Веленью Божию-9

Борис Ефремов
ВЕЛЕНЬЮ БОЖИЮ-9

9. ВЕЛЕНЬЮ БОЖИЮ, О МУЗА,
БУДЬ ПОСЛУШНА...
(Афанасий Фет, Федор Тютчев)

Слушатели наши, видимо, давно уж заметили, что в  историческом календаре день на день не приходится: один наполнен событиями самыми разнообразными, другой — вбирает события тематические, а третий — вообще ничем не отмечен, и всё тут. Но вот день 5 декабря, день завтрашний, рискнём сказать, совершенно не похож ни на какие другие. В этот день, с промежутком в семнадцать лет, появились на свет Божий великие русские поэты Федор Иванович Тютчев и Афанасий Афанасьевич Фет. Поэты эти, как отмечали и отмечают известнейшие критики, — почти пушкинского уровня. Вот об этом нам и хотелось поговорить сегодня.

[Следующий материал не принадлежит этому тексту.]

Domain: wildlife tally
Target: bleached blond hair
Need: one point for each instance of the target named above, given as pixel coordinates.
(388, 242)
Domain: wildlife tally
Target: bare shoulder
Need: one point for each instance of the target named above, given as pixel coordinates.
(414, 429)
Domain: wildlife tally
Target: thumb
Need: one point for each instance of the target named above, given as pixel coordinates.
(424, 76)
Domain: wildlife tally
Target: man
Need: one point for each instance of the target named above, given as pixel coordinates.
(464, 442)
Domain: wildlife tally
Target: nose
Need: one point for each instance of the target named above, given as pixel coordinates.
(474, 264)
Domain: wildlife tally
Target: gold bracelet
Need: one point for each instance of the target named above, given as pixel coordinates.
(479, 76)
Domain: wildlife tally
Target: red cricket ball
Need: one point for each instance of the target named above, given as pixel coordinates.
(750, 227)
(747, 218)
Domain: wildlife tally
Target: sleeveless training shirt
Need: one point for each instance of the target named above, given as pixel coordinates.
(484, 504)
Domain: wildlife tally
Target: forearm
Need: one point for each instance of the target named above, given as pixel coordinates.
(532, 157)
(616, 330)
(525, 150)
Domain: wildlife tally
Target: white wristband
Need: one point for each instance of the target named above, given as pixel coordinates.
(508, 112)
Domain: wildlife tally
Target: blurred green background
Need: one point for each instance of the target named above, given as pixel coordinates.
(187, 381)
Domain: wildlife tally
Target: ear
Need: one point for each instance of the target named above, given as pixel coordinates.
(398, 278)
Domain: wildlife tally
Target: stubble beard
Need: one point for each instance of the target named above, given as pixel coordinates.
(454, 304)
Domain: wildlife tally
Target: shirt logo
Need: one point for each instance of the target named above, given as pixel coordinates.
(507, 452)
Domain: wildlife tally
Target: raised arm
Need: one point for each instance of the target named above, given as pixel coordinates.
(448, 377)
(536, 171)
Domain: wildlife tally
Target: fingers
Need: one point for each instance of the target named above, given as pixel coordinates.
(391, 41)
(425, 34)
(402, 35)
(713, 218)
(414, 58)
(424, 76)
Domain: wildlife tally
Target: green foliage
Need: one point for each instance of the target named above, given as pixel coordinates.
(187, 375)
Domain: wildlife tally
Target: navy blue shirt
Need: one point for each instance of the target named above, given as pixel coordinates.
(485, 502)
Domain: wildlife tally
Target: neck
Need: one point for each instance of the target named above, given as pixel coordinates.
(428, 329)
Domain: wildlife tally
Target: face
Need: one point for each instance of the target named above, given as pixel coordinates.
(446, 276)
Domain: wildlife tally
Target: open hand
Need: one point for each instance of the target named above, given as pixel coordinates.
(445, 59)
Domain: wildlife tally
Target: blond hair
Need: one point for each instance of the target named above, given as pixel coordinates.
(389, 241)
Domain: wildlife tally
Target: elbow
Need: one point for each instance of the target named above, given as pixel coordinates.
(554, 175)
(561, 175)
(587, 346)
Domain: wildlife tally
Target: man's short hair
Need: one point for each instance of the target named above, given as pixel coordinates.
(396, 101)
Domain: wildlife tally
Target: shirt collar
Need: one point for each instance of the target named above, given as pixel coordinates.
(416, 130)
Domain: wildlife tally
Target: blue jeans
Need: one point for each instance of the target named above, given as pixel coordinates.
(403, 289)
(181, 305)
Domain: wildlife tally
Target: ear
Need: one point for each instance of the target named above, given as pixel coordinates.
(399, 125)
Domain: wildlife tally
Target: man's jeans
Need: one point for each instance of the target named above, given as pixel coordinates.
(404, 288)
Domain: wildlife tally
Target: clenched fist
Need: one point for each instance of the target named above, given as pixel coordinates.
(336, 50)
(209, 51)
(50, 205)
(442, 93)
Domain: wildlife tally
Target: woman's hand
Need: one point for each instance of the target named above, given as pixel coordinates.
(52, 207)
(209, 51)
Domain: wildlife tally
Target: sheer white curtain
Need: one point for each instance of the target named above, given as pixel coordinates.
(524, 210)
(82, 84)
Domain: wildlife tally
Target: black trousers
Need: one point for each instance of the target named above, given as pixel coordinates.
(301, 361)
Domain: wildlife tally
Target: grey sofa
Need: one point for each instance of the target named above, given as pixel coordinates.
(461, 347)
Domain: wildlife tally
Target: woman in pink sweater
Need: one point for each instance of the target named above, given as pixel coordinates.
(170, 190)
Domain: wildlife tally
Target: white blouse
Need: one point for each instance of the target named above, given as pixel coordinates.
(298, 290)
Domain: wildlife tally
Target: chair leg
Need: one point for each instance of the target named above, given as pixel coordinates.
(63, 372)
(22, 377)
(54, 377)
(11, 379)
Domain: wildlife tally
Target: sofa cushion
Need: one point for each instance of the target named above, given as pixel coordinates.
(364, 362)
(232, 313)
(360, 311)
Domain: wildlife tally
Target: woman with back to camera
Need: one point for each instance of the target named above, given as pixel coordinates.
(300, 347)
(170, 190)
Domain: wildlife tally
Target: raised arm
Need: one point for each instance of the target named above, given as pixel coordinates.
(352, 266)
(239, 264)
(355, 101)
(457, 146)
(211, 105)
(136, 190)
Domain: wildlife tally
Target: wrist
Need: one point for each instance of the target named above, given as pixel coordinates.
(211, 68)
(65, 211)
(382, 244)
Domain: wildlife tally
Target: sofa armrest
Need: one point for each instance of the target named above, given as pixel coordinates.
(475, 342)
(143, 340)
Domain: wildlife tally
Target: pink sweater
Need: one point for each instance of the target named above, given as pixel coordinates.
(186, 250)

О глубинной сущности поэзии лучше Блока пока еще, кажется, никто не сказал. В статье “О назначении поэта” он отмечает три важных, определяющих периода в творчестве, как раньше говорили, служителей Аполлона. Первый — уединение, полное отрешение от людской суеты; второй — проникновение в Божественные глубины вечности, выявление в этой непостижимой глубине тронувших душу звуков (поэтических слов), осмысление их и, с помощью мастерства, таланта, вдохновения, приведение осмысленного к мелодической гармонии; ну и третья ступенька — внесение рожденной гармонии в мир. То есть, говоря по-христиански, да и словами самого Пушкина, которые мы вынесли в заголовок нынешнего материала, речь тут о таинственной, теснейшей и нерушимой связи настоящей поэзии, а следовательно, и настоящих, больших поэтов с Творцом, с Богом, с Его Волей. Если хотите — о беспокойном, совестливом пророческом даре. Есть такой дар — значит перед вами поэт истинный, Поэт с большой буквы... Перед нами же сегодня — два таких Поэта, родившихся хоть и в разные годы, но в один день, и живших в одно время на земле более пятидесяти лет... Божья щедрость, действительно, не знает границ...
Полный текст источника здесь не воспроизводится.